Há mais mulheres do que homens entre doadores de órgãos. A matéria da BBC traz dados dos EUA (onde 60% dos doadores são mulheres) e diz que, embora não haja números no Brasil, essa é uma tendência observada ao redor do mundo. E a disparidade vem crescendo – e entre quem espera uma doação, ao contrário, os homens são maioria.  A reportagem elenca uma série de razões que podem explicar isso. Provavelmente a principal causa é o fato de as mulheres serem socializadas pelo autossacrifício.

IMPORTANTE RECORTE

Um documentário lançado este mês fala do mal de Alzheimer, mas com um recorte específico pouco explorado: a realidade de pessoas que têm a doença nas periferias brasileiras. O texto da Carta Capital sobre o filme afirma que mesmo os riscos de desenvolver Alzheimer são maiores para quem tem baixa escolaridade, o que ainda é o caso da maior parte dos idosos mais pobres. Mas há outros problemas, como o fato de que nas periferias em geral não há infraestrutura que facilite a mobilidade desses pacientes. E outros, bem graves, como a dificuldade no diagnóstico, já que em alguns lugares do país as pessoas esperam meses – ou até dois anos – pela primeira consulta pelo SUS. Isso, obviamente, atrasa o início do tratamento e em alguns casos impossibilita o recebimento dos medicamentos, cuja entrega pode não ser aprovada caso a doença já esteja em estágio avançado. Quase todos os personagens do documentário são usuários exclusivos do Sistema Único.

CRISE E SUICÍDIO

Durante o mês de prevenção ao suicídio, Carlos Estellita-Lins fala sobre essa questão, que em sua avaliação está, inclusive, relacionada à crise social e econômica pela qual o mundo passa. Ele é pesquisador do Instituto de Comunicação e Informação Científica e Tecnológica em Saúde (Icict/Fiocruz) e estudioso do tema.  “É importante lembrar que o suicídio é uma morte violenta que está associada a situações violentas, a ambientes de violência e a um desfecho violento. (…) os homens, inseridos em uma cultura violenta e machista, têm uma associação maior com o suicídio, e isso afeta inclusive as pessoas desfavorecidas, oprimidas, em condição social desfavorável. Elas têm menos saúde mental e se encontram em meio a problemas de depressão e ansiedade”.

SEM REGISTRO

A partir do sábado, dia 15, produtos de higiene pessoal, cosméticos e perfumes infantis estão isentos de registro na Anvisa.
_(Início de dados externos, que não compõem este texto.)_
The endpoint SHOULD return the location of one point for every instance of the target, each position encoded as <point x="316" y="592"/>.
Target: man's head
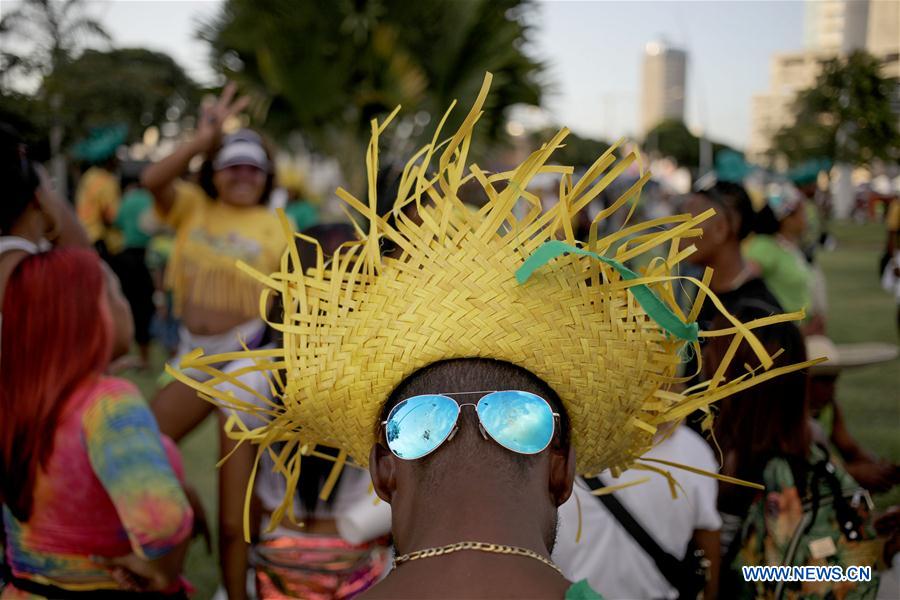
<point x="733" y="221"/>
<point x="471" y="472"/>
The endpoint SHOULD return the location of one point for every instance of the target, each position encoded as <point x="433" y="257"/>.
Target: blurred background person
<point x="138" y="222"/>
<point x="217" y="223"/>
<point x="85" y="477"/>
<point x="613" y="561"/>
<point x="720" y="248"/>
<point x="776" y="253"/>
<point x="32" y="216"/>
<point x="99" y="192"/>
<point x="874" y="474"/>
<point x="338" y="546"/>
<point x="765" y="436"/>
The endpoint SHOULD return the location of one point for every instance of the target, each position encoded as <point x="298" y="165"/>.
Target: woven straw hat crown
<point x="508" y="281"/>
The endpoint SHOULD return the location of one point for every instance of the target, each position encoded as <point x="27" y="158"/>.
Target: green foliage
<point x="846" y="115"/>
<point x="133" y="86"/>
<point x="327" y="68"/>
<point x="52" y="29"/>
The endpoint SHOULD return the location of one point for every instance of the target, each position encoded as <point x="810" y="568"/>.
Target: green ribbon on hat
<point x="655" y="308"/>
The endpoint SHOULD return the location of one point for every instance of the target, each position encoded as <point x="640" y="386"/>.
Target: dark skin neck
<point x="496" y="516"/>
<point x="473" y="494"/>
<point x="727" y="264"/>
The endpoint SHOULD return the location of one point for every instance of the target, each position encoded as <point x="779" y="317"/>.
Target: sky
<point x="593" y="48"/>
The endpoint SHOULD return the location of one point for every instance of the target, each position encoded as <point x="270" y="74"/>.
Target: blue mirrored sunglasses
<point x="518" y="421"/>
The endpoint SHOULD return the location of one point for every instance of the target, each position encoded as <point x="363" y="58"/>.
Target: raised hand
<point x="214" y="115"/>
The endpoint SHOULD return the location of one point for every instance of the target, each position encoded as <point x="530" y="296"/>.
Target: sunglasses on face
<point x="518" y="421"/>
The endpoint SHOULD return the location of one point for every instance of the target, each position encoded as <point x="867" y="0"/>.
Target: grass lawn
<point x="858" y="311"/>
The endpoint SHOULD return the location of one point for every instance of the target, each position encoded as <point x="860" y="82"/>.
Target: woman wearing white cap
<point x="218" y="222"/>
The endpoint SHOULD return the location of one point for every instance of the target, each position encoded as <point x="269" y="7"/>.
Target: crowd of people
<point x="608" y="448"/>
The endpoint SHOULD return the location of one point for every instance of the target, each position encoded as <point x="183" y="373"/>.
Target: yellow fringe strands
<point x="507" y="281"/>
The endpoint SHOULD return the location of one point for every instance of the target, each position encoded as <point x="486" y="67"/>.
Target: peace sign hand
<point x="213" y="116"/>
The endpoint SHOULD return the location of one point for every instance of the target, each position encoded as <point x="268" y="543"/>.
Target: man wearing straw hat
<point x="483" y="364"/>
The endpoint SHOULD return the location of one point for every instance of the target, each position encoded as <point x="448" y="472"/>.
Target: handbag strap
<point x="669" y="566"/>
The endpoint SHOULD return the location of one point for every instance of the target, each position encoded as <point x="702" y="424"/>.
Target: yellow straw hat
<point x="507" y="282"/>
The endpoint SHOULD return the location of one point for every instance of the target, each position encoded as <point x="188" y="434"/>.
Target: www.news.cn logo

A Agência diz que isso não vai afetar a segurança e que eses produtos são de “baixo rissco por natureza”.

NADA DISSO

É comum pessoas idosas consumirem aspirinas para evitar ataques cardíacos ou derrames, o que já foi apoiado por alguns estudos. Mas um novo, feito com quase 20 mil pessoas nos EUA e na Austrália, mostrou que não há benefícios para pessoas saudáveis, só para quem já sofreu algum ataque ou derrame. O pior é que, além de não fazer bem, a aspirina fez mal a idosos saudáveis, aumentando o número de grandes hemorragias estomacais.

NO RIO…

A prefeitura de Marcelo Crivella deixou de repassar R$ 19 milhões repassados pela União para 46 clínicas e outras unidades privadas conveniadas ao SUS.

POUCA VACINA

O Tocantins pediu para setembro 25 mil doses de vacina contra meningite para o governo federal, mas só recebeu 13%. Segundo o G1, há reduções na entrega em todo o país por conta de atrasos do fabricante, a Fundação Ezequiel Dias.

SARAMPO E PÓLIO

Rede Globo não veiculou os comerciais da campanha de vacinação porque tinham “estrelas” de outras emissoras, como Xuxa e Galinha Pintadinha. “Um crime”, segundo Lalo Leal Filho, professor aposentado da USP.

A campanha nacional terminou na sexta-feira com 94% das crianças vacinadas. Em alguns lugares que não atingiram a meta de 95% ela vai se estender – no município de São Paulo, vai até dia 29; no Rio, até dia 22.